Blonde Venus? No. He’d visibly flinched when he’d glanced at that yesterday. My Fair Lady? Hmm. Some Like it Hot? Hot coffee. He’d like it. Yes!
Rosie poured the steaming liquid into the cup, checking out its picture of Marilyn Monroe wearing some clingy dress and playing a ukulele. Did Benjamin Taylor like that kind of big-breasted, blond-bombshell type? An uncomfortable feeling skittered around Rosie’s stomach. Maybe she’d quaffed her nutri-quasi-Twinkie bar too quickly. Still staring at Marilyn’s red lips, fluffy blond hair and killer curves, Rosie realized the skittering wasn’t indigestion—it was…emotion.
Jealousy?
Impossible. So what if Benjamin Taylor is impossibly cute, even with that chicken-tuft hair and a swollen jaw, how can I possibly be jealous about a slugged lawyer and a dead movie star? Even as these thoughts tumbled through her mind, some internal voice offered an answer. Because Marilyn Monroe represents everything you aren’t—she’s sensual, sexy, and has a body that could stop a herd of stampeding cattle.
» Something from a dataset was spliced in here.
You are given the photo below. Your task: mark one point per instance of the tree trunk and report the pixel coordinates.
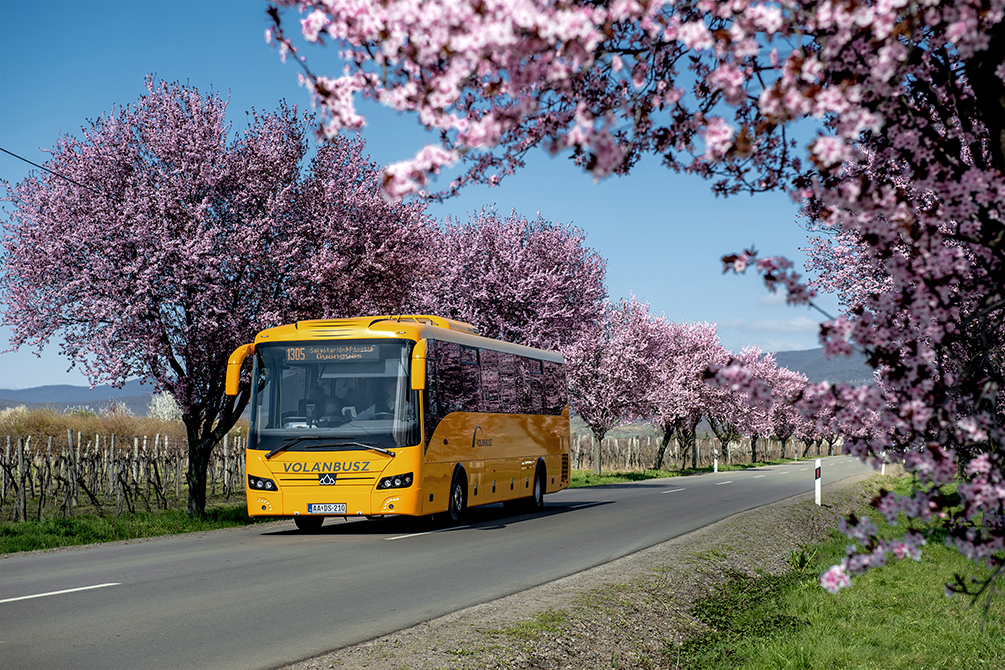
(199, 451)
(597, 452)
(667, 434)
(204, 434)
Rosie put the pot aside and grabbed the My Fair Lady mug for herself. Audrey Hepburn—as Eliza Doolittle—wore an ill-fitting jacket, a wrinkled skirt and a smudge of soot on her nose. Is that how I look to men? Rosie tried to forget the clump of mud that had stuck to her forehead yesterday. She turned the mug and stared at another picture of Audrey Hepburn as the suave, refurbished Eliza Doolittle—an elegant, classy lady who eventually wooed her man.
Rosie stared longingly at the image. Maybe if Mom hadn’t been so busy helping run a farm and raising five kids—four of them boys—I might have learned the secrets of being feminine and elegant. Rosie slid a glance at the receptionist, who was carefully outlining her lips with some sort of pink-leaded pencil. I could never draw a straight line, much less outline my mouth. I’d slip, skid off my top lip and end up drawing a big wobbly circle around my nose.
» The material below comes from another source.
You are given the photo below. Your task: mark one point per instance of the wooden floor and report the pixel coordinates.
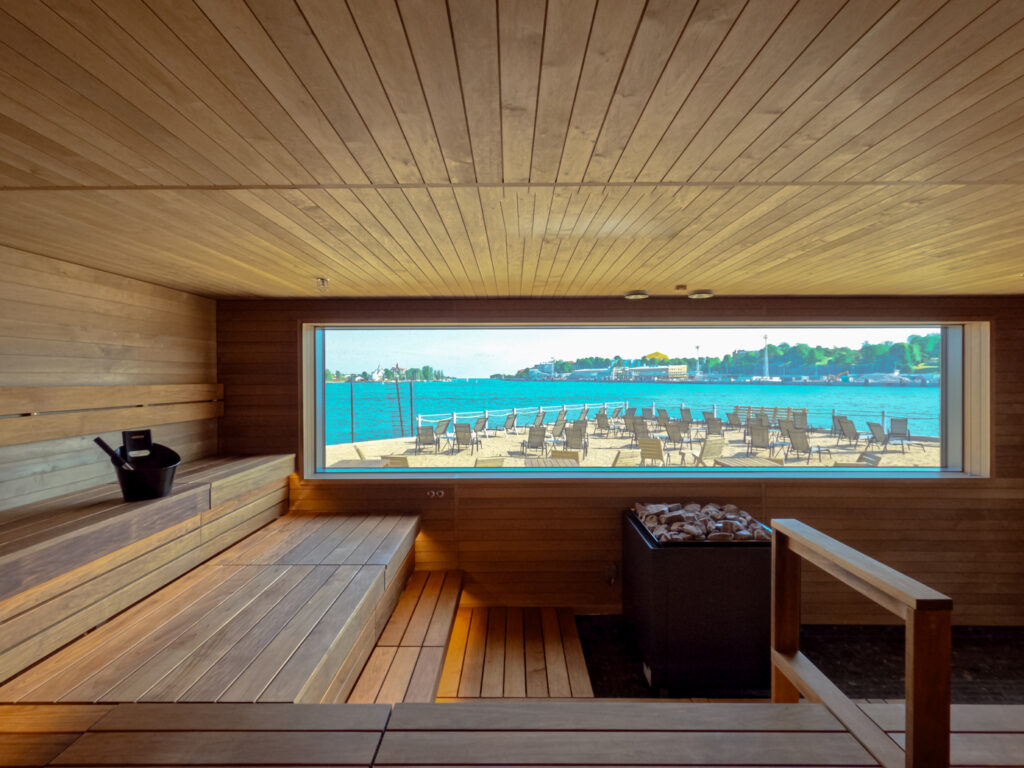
(406, 665)
(481, 733)
(514, 653)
As Rosie poured coffee into the My Fair Lady mug, a yearning filled her. A yearning to be a new Rosie. Not a lip-lining, movie-star Rosie. But an adventurous Rosie whose dreams were bigger than the gulch, bigger than Real Men magazine. Isn’t that what Boom Boom and Mr. Real had done? Escaped from humdrum to bongo drum?
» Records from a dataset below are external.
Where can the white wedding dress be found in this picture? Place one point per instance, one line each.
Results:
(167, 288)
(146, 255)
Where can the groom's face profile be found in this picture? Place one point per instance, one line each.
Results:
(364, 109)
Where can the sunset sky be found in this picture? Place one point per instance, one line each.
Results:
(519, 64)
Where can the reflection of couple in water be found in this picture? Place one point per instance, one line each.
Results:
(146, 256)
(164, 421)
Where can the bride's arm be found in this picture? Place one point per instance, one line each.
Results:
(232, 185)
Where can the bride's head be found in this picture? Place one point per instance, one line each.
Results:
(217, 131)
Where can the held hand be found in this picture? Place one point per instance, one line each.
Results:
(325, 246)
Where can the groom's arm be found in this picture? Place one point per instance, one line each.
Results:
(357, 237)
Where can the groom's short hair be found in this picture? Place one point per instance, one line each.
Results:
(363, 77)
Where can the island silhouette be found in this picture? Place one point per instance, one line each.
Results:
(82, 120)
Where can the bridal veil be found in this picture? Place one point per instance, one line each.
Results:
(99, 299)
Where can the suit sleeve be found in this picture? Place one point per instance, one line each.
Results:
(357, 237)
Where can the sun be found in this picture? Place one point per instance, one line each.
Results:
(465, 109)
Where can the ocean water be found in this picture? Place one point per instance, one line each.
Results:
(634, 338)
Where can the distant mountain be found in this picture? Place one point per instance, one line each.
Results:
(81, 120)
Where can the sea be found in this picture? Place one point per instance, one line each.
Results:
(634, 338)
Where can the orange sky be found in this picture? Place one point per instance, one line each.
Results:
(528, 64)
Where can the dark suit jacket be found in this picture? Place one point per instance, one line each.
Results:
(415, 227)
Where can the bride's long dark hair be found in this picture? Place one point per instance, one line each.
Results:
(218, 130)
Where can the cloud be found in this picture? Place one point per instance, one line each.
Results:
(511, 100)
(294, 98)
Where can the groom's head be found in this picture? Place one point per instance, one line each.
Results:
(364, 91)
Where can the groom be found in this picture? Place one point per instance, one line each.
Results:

Picking up the mugs, Rosie grinned. Too bad there wasn’t a goddess named Boom Boom, who inspired women to bongo their way from a mediocre life to an exciting one. Rosie paused. Just as she stirred sugar and milk into her coffee, why couldn’t she also stir a little Boom Boom into her Athena?
With an extra oomph to her step, Rosie strutted into Ben’s office.